This week I will discuss a paper about the one-shot vocabulary learning abilities of machine translation. The title of the paper is Continuous Learning in Neural Machine Translation using Bilingual Dictionaries and will be presented at EACL in May this year. A very similar idea is also presented in a paper Facilitating Terminology Translation with Target Lemma Annotations that will be presented at the same conference.

One-shot learning is the ability to learn from a single example. In the context of translation, it means the ability to translate a word or an expression once you are told what the correct translation is or you just look it up in the dictionary. Because I am a human and not a machine translation system, I was able to phone my car mechanic that I broke the Stoßstange (the bumper) on my car because I looked it up in a dictionary without training myself on hundreds of uses of the word in context. It sounds trivial, but this is something that current MT models cannot do.

The paper presents a simple and surprisingly efficient solution to this problem based on data preprocessing. In the training data, less frequent words are annotated with glosses telling how they should get translated in the target sentence. (So, the first step of the preprocessing is doing the word alignment between the source and the target sentences in the training data.) The low-frequency words are annotated with the aligned words from the target side (given that they are also in a bilingual dictionary), but not in the form it is in the target sentence, but with its lemma (= base form). This makes it more difficult for the system that needs to learn to correctly decline or conjugate the words to fit the target sentence. On the other, hand it makes the setup more realistic. (The second pre-processing step is therefore lemmatization of the entire training data.) And this is basically it, as illustrated in Table 1 of the paper.

Example of data pre-processing.

A large part of the paper is dedicated to details on how to properly construct the train and test sets that would show how well the method works.
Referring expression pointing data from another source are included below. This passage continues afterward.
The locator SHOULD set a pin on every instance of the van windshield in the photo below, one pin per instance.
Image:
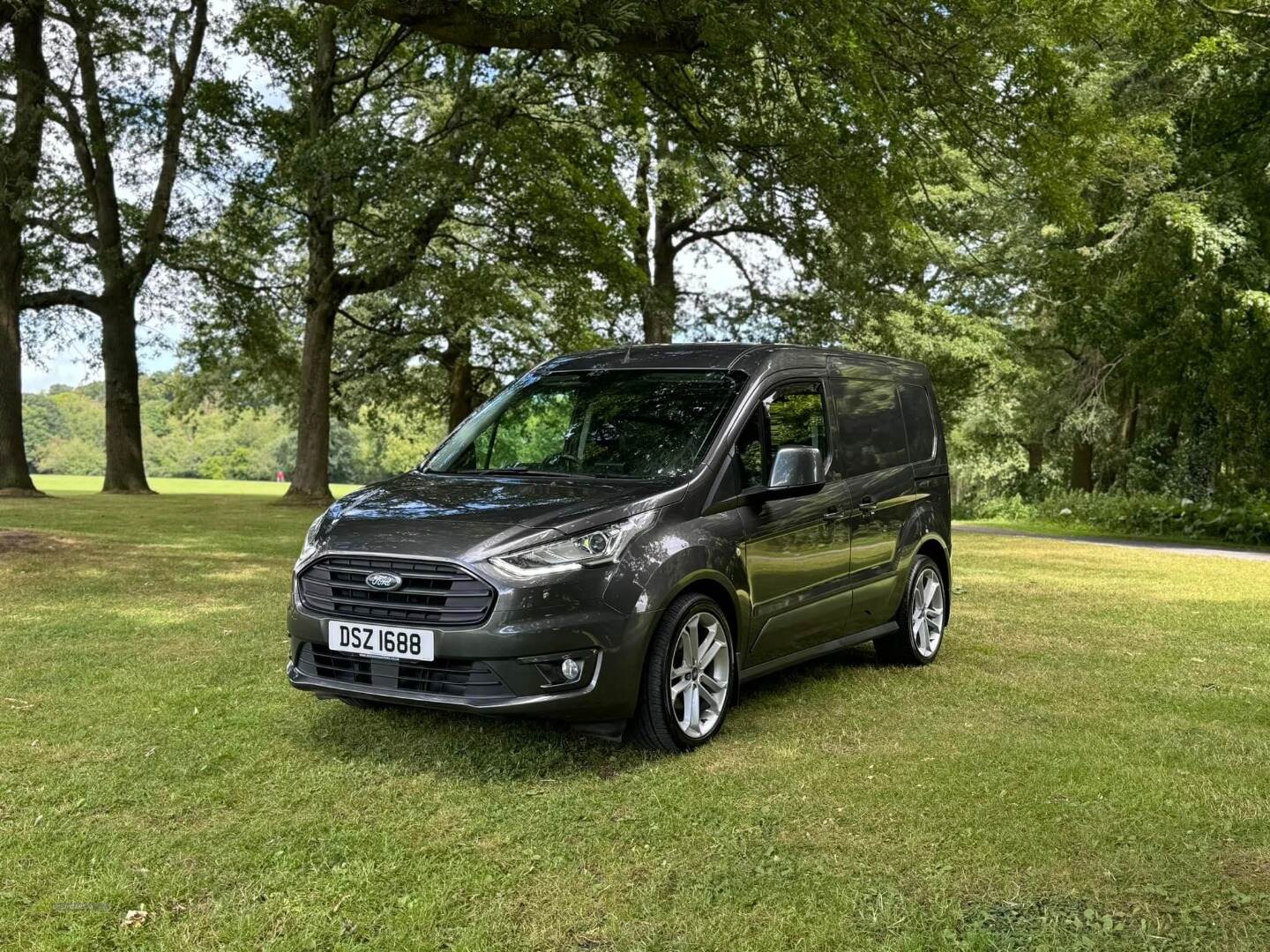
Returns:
(628, 424)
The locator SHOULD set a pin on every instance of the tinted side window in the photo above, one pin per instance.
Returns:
(796, 414)
(751, 469)
(791, 415)
(918, 420)
(871, 427)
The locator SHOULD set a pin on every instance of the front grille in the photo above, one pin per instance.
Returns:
(430, 593)
(467, 680)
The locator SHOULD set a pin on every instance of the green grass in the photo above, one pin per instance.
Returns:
(60, 485)
(1082, 530)
(1085, 767)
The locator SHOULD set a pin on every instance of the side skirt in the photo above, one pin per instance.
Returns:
(828, 648)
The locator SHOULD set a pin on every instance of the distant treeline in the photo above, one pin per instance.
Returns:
(66, 435)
I will not go into detail here, but it is a sort of surprise to me that proper evaluation that convincingly shows if the method works or not is actually more complex than the trick that gives the MT models the new ability. The most tricky part is showing that the mechanism generalizes for words that were not encountered in the training data.

One more thing that I would like to comment on in the paper is how the glosses are segmented. After experimenting with subword and character-level models, the best solution was to use subwords for everything except for the words that were subject of the dictionary glossing. These results might give some hints about the disturbing problem of low generalization of MT systems for morphology. Although the state-of-the-art models must be aware of morphology to some extent, they do not generate forms that were not seen in the training data. On the other hand, the same sequence-to-sequence architectures can be successfully used for automatic declination of words, so the architecture should not be a problem. In this clever setup, the models apparently can generate forms that never appeared in the training data. Maybe it is the subword segmentation that prevents the generalization and a proper mix of words and character would be better.

Anyway, to summarize why I think this paper is noteworthy: Enabling using translation from domain-specific glossaries extends the practical usability of MT. In my opinion, it makes them 100% more user-friendly for translation agencies that often use domain/customer-specific glossaries for various terminologies.